The paper is aimed at presenting regulators with commonalities and divergences of supervisory practice, with the aim to support convergence of supervisory practices in the application of CDD and Know Your Customer (KYC) rules laid out in the directive. By highlighting these differences, the 3L3 is hoping to achieve harmonisation but this will be a significant challenge for those member states that have not even begun to implement the regulation. Even for those that have implemented the requirements, there are certain technical details that differ in relation to the application of the common legal framework, notes the paper.

The Third Money Laundering Directive builds on the two previous incarnations and provides specific and detailed provisions related to customer identification and compels firms to take measures on a “risk sensitive basis” to verify their identity. The differences in the national implementation of the directive are largely attributed to the different legal frameworks within each member state: “some supervisors have more experience in the risk-based approach relative to those coming from a prescriptive rules-based tradition” states the report.

Thus far, both Ireland and Spain have failed to implement the directive and Belgium, France and Poland have only partially implemented it. In terms of a group wide approach to CDD risk management, only 17 of the member states provide for an obligation for a consolidated approach to this area. This essentially involves the group wide tracking of customer data for global financial institutions across all of its entities.

As Lehman has proved, the lack of legal entity data standards means this tracking this data is a significant challenge for financial institutions and regulators alike. Perhaps if the entire European regulatory community, across all 27 member states, had stronger rules in place regarding CDD across a group, it would force more standardisation? Currently, a consolidated approach to tracking this data is only “encouraged” in three countries: Germany, France and Slovakia.

The report also identifies significant disparities between member states’ treatments of third countries and third parties. There is, for example, a diverse range of categories of institutions that are recognised by the different national frameworks as third parties that are considered to be reliable enough to provide CDD data, ranging from auditors to credit institutions.

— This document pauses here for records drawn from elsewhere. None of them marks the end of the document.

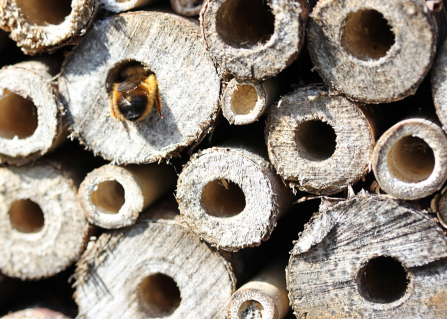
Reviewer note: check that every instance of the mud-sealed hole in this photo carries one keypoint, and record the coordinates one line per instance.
(244, 99)
(26, 216)
(245, 23)
(367, 35)
(222, 198)
(411, 160)
(382, 280)
(316, 140)
(108, 198)
(159, 296)
(18, 116)
(45, 12)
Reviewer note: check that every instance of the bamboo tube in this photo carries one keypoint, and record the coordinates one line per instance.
(244, 102)
(155, 268)
(369, 258)
(264, 297)
(113, 196)
(361, 48)
(42, 224)
(409, 160)
(46, 25)
(31, 122)
(318, 142)
(231, 197)
(169, 48)
(254, 40)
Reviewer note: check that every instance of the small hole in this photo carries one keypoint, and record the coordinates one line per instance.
(45, 12)
(382, 280)
(159, 296)
(109, 197)
(26, 216)
(316, 140)
(222, 198)
(367, 35)
(18, 116)
(245, 23)
(244, 99)
(411, 160)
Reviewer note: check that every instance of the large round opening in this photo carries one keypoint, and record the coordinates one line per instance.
(411, 160)
(108, 198)
(18, 116)
(367, 35)
(382, 280)
(244, 99)
(45, 12)
(316, 140)
(158, 295)
(245, 23)
(26, 216)
(222, 198)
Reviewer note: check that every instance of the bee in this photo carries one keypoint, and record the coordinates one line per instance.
(133, 99)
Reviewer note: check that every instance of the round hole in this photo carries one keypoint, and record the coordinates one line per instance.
(382, 280)
(45, 12)
(222, 198)
(245, 23)
(109, 197)
(18, 116)
(244, 99)
(159, 296)
(251, 309)
(316, 140)
(367, 35)
(26, 216)
(411, 160)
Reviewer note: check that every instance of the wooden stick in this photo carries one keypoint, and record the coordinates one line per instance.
(40, 26)
(231, 197)
(409, 160)
(254, 40)
(369, 258)
(189, 94)
(362, 48)
(318, 142)
(31, 122)
(244, 102)
(113, 196)
(265, 296)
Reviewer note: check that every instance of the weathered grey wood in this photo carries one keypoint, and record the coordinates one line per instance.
(246, 42)
(410, 159)
(231, 197)
(39, 26)
(31, 121)
(42, 225)
(360, 48)
(319, 142)
(325, 267)
(113, 196)
(188, 82)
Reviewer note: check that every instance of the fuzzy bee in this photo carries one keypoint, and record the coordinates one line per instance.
(133, 99)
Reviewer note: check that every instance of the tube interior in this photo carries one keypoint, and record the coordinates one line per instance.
(382, 280)
(45, 12)
(244, 99)
(367, 35)
(245, 23)
(222, 198)
(18, 116)
(411, 160)
(159, 296)
(316, 140)
(108, 198)
(26, 216)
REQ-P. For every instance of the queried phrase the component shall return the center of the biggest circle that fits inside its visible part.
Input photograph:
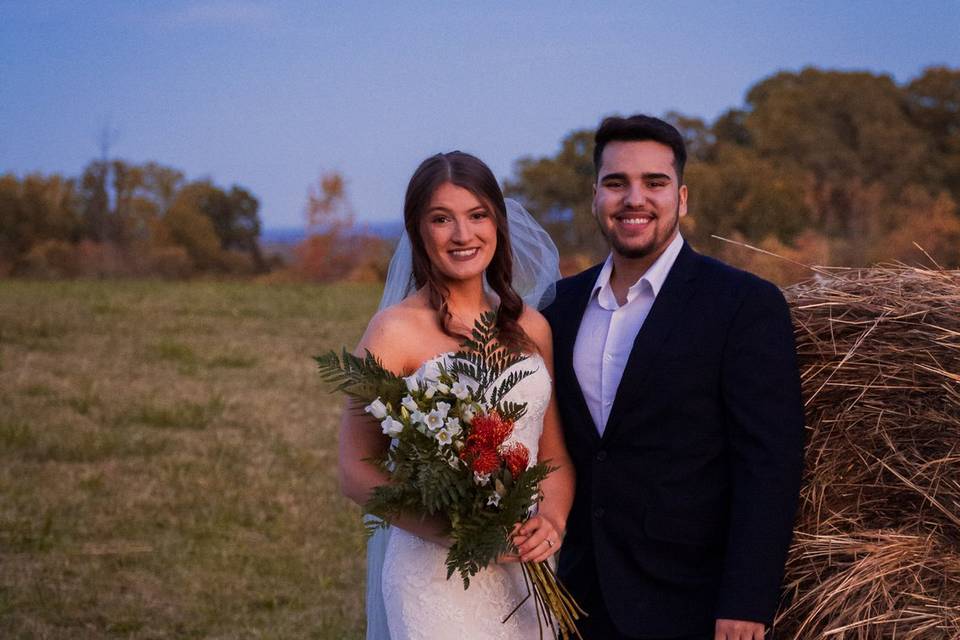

There are also differing rules on the transmission of identification of data and documents, only six member states actually require the transmission of this data without request.

A separate survey conducted around customer identification requirements also indicates that there are differences between the data required by various member states to verify identity. In fact, the report notes that “almost no member state is alike” and indicates that this should be a priority area for harmonisation in future. The only common denominator seemed to be that the first and last name of these customers are collected, verified and recorded. The lack of a standard data format would make problematic any attempts to track these customers at a European level.

The report and survey findings do not reveal anything new (data is collected in completely different ways across Europe), but they indicate the scale of the harmonisation challenge for the future. Given the focus on European level regulatory cooperation at the moment, it seems likely that this will be added to the ‘to do’ list for the incoming pan-European regulatory bodies.

Should this be pushed up the agenda, firms can expect higher levels of scrutiny at a European level for this data and the possibility of new standardised reporting formats to be adopted in the future.